I dropped my scarf back in place. “And at the same time I have to keep in mind that—” I broke off, looking away.

“That what?” he prodded gently.

“Well, things are probably going to change pretty drastically if Mom’s house doesn’t sell.” I swallowed hard and glanced at the Japanese restaurant, each stone lantern and sculpted juniper tree catching in my throat.

“Right. The whole house without soul thing.”

“Oh, it’s got soul, all right. Lowell said the last three people loved it. Said it shined from the inside. But they didn’t make good offers, so I’m still in the same place I started.” I sighed, eyes smarting in the late afternoon sun. “I don’t know what I’ll do or where I’ll go. But I’m starting to realize it probably won’t be Japan.”

“Are you okay with that?”

“Maybe. But I have to do … something. I can’t keep waiting tables at The Green Tree forever. You know that.” I scuffed the heel of my boot on the smooth asphalt. “How about you, Adam?

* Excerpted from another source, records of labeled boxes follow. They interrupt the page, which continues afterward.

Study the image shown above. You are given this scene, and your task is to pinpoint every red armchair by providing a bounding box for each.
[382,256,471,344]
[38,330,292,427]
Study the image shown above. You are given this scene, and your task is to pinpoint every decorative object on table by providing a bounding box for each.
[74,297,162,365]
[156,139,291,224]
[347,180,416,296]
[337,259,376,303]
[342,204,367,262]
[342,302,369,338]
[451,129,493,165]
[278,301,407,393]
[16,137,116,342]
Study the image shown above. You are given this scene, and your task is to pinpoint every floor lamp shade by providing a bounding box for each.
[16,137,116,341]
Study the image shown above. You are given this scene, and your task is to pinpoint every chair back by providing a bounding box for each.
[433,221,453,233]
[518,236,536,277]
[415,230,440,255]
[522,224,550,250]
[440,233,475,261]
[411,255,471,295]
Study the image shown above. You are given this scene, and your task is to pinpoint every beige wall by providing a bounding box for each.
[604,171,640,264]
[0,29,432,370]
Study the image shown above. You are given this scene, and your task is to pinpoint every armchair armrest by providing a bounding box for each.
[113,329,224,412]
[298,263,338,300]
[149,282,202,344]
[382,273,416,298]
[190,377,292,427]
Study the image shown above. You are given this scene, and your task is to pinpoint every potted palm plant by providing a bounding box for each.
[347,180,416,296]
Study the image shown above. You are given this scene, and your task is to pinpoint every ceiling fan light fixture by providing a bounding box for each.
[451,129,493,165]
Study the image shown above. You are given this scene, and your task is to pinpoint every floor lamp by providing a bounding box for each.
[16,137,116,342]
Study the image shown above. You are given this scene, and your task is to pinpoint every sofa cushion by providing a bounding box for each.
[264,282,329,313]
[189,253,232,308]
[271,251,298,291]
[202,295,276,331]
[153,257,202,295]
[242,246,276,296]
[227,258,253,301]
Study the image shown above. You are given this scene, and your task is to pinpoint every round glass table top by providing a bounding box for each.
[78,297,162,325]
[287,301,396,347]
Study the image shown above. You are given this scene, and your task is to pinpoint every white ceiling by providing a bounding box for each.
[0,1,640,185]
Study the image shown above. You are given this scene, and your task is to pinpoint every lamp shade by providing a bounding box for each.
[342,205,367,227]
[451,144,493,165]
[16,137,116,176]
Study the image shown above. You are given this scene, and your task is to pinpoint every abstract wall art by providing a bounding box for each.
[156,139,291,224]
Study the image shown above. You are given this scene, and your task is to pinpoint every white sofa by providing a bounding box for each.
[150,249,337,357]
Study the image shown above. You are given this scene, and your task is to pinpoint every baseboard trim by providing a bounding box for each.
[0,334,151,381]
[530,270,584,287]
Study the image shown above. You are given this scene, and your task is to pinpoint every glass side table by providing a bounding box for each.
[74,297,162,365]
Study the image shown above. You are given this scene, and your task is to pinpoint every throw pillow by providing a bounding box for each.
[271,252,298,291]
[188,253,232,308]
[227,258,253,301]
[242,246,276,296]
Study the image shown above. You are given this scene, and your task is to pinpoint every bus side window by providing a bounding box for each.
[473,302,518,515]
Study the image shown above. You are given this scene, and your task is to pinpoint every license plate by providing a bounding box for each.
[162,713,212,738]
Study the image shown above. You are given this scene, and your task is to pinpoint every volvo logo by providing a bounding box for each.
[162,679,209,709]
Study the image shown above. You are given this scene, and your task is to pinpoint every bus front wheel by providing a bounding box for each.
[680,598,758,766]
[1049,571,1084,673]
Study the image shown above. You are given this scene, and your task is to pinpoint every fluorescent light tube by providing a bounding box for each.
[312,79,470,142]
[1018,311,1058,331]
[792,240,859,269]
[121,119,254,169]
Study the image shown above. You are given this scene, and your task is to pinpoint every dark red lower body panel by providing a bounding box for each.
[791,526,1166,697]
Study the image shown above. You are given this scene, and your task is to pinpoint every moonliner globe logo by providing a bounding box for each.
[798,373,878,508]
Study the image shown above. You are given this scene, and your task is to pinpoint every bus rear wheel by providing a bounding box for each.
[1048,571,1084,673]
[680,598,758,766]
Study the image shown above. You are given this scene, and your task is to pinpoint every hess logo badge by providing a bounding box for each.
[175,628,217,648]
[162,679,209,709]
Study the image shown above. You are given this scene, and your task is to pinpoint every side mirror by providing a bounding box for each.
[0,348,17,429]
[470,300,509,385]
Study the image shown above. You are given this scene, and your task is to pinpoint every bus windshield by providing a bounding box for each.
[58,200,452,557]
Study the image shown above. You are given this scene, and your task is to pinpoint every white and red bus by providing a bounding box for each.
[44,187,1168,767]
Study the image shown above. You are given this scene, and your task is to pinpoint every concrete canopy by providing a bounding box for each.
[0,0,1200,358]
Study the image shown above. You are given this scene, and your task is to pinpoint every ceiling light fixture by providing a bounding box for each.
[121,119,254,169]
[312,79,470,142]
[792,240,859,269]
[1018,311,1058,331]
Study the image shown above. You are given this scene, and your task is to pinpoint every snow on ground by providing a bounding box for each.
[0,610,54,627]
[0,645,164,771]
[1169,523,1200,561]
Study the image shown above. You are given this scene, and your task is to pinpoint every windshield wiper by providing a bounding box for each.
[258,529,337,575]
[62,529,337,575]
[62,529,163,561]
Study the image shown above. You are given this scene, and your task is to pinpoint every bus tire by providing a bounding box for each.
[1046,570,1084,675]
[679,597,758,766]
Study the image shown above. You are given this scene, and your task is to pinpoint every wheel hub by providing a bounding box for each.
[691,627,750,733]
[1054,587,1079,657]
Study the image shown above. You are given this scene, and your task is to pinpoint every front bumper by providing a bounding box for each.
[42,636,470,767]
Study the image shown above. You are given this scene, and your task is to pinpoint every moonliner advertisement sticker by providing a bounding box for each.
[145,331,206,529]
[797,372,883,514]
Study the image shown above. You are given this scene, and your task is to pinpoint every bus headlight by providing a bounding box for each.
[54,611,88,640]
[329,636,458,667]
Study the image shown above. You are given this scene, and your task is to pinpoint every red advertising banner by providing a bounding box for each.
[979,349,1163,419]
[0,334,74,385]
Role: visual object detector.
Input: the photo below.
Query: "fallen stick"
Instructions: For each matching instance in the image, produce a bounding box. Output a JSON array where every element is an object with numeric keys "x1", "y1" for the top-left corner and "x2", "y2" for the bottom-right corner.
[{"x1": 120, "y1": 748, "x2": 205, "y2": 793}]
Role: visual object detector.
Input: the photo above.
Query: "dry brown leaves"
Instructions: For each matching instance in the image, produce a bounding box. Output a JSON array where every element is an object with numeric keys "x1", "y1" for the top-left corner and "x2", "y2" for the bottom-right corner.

What do you want to do with your life?”

Adam stuck his hands in his pockets and looked away, the slight gesture sending a whisper of something lonely through me. As if my future and his forked, irrevocably, into different horizons.

“Well, there’s always my business, which keeps expanding. I need to move out and find more space for my tools and things. Hire some new people. If I could, I’d even set up an office. I can thank you for all the ringing phones and new contracts.” He nudged me with his elbow.